Prateek Jindal, Associate at Synergy Consulting, Inc., shares insights on Rethinking Procurement in Conventional Power Projects Amid Gas Turbine Supply Constraints.
Gas turbine supply is no longer a routine procurement item. With OEM backlogs stretching years ahead, access to manufacturing capacity has become a strategic constraint in conventional power projects.
Historically, while the off-takers defined performance requirements, they did not prescribe the turbine OEM. Each bidder/developer selected its preferred turbine OEM during the bid process before submitting the offer.
Manufacturing slot risk largely sat with the bidder.
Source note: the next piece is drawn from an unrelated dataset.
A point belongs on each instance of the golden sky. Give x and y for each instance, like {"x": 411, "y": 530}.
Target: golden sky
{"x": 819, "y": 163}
That allocation is now evolving.
Increasingly, off-takers are now identifying the OEM and entering into Manufacturing Slot Reservation Agreement directly with the OEM during the initial stages itself.
What Does a Slot Reservation Agreement Typically Do?
Based on recent market structures, these agreements:
- Reserve a defined manufacturing slot for specified turbine components
- Lock targeted ex-works delivery timelines
- Require payment of a non-refundable reservation fee
- Make the fee creditable against the final supply contract if executed
- Remain conditional upon signing the formal contract by a defined “Contract Date”
If the final contract is not executed by the agreed date (other than due to OEM default), the OEM retains the reservation fee.
Why Is This Structurally Important?
1. Demonstrates Commitment
The non-refundable reservation fee creates financial skin-in-the-game for the off-taker. It reduces the risk of speculative procurement and signals serious project intent to both bidders and lenders.
2. Preserves Competitive Integrity
Because the OEM does not grant exclusivity to a specific bidder, competition remains intact. Bidders negotiate commercial terms directly with the pre-identified OEM, but turbine access is not distorted in favor of one participant.
3. Strengthens Procurement and Execution Certainty
From a project execution perspective, this model addresses two practical risks:
Supply chain risk: In earlier structures, even after bid submission, bidders faced residual risk that OEM delivery schedules could shift due to slot unavailability or backlog reprioritization, potentially impacting EPC timelines and financial close.
Under the new structure, targeted delivery dates are contractually reserved upfront. This significantly reduces post-bid delivery uncertainty and strengthens execution visibility for sponsors and lenders.
Technology and performance discipline: Where the off-taker defines the OEM upfront, bidders compete within a standardized technology framework, ensuring that the long-term reliability, performance guarantees and operational stability remain central to the project structure.
The Broader Implication
As supply chain constraints persist, early industrial capacity reservation may increasingly define which projects move forward and which remain on paper.